Or All the Seas with Oysters
- Cover of first edition
- Author: Avram Davidson
- Cover artist: Richard M. Powers
- Language: English
- Genre: Fantasy, science fiction
- Publisher: Berkley Medallion
- Publication date: 1962
- Publication place: United States
- Media type: Print (paperback)
- Pages: 176 pp.
- OCLC: 07261881
- LC Class: PS3554.A924 O7 1962

= Or All the Seas with Oysters (collection) =

1962 collection of short stories by Avram Davidson

Or All the Seas with Oysters is a collection of fantasy and science fiction short stories, written by Avram Davidson. It was first published in paperback by Berkley Medallion in 1962. The first hardcover edition was issued by White Lion in January 1976, and a second paperback edition by Pocket Books in December of the same year. An ebook edition was published by Gateway/Orion in August 2012.

==Summary==
The book collects eighteen novelettes and short stories by the author.

==Contents==
- "Or All the Seas with Oysters"
- "Up the Close and Doun the Stair"
- "Now Let Us Sleep"
- "The Grantha Sighting"
- "Help! I Am Dr.

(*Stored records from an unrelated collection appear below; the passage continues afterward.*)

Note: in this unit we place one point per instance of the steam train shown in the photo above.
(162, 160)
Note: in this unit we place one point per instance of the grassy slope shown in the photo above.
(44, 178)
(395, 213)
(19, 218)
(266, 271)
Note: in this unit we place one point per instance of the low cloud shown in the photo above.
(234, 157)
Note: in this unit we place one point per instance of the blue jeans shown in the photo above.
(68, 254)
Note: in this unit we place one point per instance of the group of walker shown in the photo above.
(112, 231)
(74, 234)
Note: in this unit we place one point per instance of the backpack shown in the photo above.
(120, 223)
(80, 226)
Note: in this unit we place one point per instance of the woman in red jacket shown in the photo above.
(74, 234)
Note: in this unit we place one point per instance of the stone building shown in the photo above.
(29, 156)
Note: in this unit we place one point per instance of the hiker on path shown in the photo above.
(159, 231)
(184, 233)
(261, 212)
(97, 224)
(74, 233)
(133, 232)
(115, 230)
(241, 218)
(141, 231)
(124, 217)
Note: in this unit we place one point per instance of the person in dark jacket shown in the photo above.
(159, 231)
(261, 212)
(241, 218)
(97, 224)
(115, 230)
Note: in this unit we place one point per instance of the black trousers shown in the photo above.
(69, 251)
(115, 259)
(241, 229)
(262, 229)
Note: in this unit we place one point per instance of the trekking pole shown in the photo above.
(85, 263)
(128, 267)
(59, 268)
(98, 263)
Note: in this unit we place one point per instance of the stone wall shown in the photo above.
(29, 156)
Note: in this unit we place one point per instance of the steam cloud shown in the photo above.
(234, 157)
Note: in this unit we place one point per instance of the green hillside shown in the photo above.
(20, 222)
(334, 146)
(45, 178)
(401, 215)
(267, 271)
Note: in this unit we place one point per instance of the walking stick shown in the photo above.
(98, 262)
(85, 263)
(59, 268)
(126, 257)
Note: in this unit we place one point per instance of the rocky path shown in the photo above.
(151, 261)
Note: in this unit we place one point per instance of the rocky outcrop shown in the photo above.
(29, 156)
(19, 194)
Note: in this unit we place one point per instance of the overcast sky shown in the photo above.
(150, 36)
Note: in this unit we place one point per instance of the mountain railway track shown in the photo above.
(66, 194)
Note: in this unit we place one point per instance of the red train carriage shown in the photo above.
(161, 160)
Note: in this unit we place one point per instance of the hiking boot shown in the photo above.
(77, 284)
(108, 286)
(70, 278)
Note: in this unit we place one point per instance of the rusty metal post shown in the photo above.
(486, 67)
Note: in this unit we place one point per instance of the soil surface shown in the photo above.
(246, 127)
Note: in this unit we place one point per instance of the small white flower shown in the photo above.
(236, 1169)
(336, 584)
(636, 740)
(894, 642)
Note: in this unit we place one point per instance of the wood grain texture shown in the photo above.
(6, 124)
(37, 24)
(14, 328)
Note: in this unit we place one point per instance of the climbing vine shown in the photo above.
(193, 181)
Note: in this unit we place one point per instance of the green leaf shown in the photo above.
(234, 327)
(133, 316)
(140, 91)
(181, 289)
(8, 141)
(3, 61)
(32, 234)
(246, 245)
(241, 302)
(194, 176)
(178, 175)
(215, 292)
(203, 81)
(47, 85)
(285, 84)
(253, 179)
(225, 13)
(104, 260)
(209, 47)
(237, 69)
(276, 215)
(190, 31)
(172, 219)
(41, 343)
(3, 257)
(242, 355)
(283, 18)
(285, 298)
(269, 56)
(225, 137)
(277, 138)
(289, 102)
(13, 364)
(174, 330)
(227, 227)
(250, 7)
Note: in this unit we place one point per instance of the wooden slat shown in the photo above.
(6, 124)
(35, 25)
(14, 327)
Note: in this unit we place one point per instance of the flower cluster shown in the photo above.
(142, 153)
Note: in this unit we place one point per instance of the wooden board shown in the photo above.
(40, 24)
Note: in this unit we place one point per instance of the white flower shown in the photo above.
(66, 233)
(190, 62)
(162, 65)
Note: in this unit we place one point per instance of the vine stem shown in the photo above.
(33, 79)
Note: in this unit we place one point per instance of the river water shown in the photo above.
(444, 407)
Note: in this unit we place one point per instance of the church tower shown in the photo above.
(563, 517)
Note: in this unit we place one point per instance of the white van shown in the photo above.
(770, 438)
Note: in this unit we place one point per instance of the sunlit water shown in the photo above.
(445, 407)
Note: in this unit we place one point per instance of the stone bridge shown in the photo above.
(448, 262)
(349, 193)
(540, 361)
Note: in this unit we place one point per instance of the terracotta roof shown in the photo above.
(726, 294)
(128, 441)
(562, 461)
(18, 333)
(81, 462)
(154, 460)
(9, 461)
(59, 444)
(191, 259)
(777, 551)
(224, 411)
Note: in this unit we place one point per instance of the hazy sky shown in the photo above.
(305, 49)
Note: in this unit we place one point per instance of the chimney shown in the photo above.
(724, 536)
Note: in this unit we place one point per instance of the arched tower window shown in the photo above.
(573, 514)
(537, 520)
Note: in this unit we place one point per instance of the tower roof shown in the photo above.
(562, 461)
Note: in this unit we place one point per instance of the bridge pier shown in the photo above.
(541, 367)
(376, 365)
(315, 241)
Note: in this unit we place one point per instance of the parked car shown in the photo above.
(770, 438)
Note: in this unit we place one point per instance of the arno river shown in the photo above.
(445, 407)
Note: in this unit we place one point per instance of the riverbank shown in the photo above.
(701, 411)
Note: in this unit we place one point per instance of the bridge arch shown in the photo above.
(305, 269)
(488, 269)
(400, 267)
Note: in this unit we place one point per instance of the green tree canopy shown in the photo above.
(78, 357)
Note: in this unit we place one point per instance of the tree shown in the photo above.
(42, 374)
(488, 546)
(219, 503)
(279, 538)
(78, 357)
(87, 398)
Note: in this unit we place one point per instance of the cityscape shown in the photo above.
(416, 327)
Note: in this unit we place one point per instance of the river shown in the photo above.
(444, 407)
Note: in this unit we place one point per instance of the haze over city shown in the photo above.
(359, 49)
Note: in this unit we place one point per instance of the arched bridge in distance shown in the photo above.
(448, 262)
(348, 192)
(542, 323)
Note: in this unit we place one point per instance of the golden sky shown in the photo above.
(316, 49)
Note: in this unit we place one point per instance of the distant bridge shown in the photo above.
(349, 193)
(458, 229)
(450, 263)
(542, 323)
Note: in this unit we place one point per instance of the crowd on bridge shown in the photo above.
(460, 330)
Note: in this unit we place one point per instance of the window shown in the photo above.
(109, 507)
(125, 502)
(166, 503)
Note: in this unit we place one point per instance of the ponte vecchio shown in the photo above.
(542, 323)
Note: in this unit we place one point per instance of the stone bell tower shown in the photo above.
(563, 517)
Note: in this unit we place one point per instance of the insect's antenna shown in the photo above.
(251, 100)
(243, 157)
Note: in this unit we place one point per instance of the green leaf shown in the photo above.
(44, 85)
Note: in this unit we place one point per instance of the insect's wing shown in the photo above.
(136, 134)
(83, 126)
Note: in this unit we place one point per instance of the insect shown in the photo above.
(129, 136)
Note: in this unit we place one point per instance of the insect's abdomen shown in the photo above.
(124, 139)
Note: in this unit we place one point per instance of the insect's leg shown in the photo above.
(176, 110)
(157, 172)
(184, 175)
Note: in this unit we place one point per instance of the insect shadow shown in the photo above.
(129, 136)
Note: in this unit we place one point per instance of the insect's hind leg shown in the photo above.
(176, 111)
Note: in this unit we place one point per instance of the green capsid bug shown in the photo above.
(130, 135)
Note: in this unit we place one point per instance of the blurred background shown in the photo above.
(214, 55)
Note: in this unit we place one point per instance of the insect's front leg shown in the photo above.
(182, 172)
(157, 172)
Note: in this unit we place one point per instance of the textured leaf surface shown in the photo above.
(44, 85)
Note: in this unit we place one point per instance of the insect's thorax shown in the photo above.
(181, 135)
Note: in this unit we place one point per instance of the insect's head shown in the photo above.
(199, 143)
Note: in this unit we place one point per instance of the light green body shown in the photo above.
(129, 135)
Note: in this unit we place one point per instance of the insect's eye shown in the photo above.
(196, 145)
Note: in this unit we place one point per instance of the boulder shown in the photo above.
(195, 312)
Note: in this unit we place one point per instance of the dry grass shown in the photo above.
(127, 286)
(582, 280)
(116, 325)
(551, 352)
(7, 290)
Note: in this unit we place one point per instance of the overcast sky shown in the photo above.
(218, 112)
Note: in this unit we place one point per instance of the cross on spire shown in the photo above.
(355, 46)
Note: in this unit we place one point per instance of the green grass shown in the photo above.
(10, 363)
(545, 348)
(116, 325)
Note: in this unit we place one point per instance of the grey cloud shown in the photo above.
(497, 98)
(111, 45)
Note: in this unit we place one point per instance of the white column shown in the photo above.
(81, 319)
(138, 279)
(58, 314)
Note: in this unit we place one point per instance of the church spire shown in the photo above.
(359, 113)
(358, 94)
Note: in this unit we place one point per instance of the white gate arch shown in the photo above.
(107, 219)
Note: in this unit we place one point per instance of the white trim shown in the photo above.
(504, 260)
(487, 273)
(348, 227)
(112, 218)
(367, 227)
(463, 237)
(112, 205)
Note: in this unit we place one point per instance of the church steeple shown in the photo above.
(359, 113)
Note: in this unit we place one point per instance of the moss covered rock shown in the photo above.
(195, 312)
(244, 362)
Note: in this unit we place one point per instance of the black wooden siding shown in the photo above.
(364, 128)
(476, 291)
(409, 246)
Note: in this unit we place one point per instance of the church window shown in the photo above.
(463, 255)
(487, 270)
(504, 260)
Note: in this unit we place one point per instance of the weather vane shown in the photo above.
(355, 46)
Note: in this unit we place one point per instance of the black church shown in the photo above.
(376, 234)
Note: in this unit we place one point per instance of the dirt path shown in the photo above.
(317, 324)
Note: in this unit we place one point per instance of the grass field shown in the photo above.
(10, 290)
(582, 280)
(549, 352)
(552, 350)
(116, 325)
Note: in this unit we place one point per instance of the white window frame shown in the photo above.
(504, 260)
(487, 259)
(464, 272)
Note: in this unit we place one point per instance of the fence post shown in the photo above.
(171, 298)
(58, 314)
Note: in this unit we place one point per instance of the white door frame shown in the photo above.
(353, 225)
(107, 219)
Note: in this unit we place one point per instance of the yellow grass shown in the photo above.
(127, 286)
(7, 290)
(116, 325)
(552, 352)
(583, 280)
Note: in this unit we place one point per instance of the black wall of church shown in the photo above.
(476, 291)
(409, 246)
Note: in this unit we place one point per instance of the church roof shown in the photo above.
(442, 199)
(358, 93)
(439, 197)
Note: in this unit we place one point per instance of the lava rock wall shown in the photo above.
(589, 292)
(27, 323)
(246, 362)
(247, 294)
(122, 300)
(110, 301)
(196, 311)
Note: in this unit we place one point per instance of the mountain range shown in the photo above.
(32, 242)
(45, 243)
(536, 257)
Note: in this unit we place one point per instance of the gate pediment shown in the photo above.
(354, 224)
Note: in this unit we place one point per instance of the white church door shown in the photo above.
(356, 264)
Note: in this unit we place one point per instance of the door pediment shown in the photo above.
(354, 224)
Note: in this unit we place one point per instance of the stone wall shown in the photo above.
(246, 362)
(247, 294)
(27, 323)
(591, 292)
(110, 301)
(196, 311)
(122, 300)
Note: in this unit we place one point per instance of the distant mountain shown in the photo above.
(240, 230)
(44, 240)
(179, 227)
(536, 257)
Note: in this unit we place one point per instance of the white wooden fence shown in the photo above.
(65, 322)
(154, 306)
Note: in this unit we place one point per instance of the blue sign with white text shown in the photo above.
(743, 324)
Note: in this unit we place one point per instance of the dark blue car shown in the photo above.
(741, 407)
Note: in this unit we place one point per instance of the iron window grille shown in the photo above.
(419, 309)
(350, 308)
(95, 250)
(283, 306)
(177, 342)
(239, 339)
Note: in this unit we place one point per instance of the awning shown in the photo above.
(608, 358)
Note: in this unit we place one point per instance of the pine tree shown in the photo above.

Morris Goldpepper"
- "The Sixth Season"
- "Negra Sum"
- "Or the Grasses Grow"
- "My Boy Friend's Name Is Jello"
- "The Golem"
- "Summerland"
- "King's Evil"
- "Great is Diana"
- "I Do Not Hear You, Sir"
- "Author, Author"
- "Dagon"
- "The Montavarde Camera"
- "The Woman Who Thought She Could Read"

==Reception==
The collection was reviewed by P. Schuyler Miller in Analog Science Fact -> Science Fiction, February 1963, Michael Bishop in Delap's F & SF Review, March-April 1978, and Everett F. Bleiler in The Guide to Supernatural Fiction, 1983.

==Awards==
The collection's title story won the 1958 Hugo Award for Best Short Story.